The initiative to establish Bangladesh-India-Sri Lanka-Thailand Economic Cooperation (BIST-EC) was taken by Thailand in 1994 to explore economic cooperation on a sub regional basis involving contiguous countries of South East & South Asia grouped around the Bay of Bengal. Myanmar was admitted in December, 1997 and the initiative was renamed as BIMST-EC. It may be mentioned that the initiative involves 3 members of SAARC (India, Bangladesh & Sri Lanka) and 2 members of ASEAN (Thailand, Myanmar). BIMST-EC is visualized as a ‘bridging link’ between two major regional groupings i.e. ASEAN and SAARC. BIMST-EC is an important element in India’s “Look East” strategy and adds a new dimension to our economic cooperation with South East Asian countries.

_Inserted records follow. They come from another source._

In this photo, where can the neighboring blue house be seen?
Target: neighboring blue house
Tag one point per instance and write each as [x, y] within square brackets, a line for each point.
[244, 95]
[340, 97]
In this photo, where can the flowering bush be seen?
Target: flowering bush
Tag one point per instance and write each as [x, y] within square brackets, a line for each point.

A Free Trade Agreement between the member states of BIMSTEC is being negotiated. The BIMSTEC Trade Negotiating Committee (TNC) has had 18 sessions of negotiations. The negotiations are spread over the areas of (i) tariff concessions on trade in goods, (ii) customs cooperation, (iii) services and (iv) investments. At the 18th meeting of the TNC parties reached agreement on the text of the Agreement on Trade in Goods as well as the text of the Rules of Origin and the Operational Certification Procedures. Negotiations continue on finalizing the schedules of concessions and on the agreements on services and investment.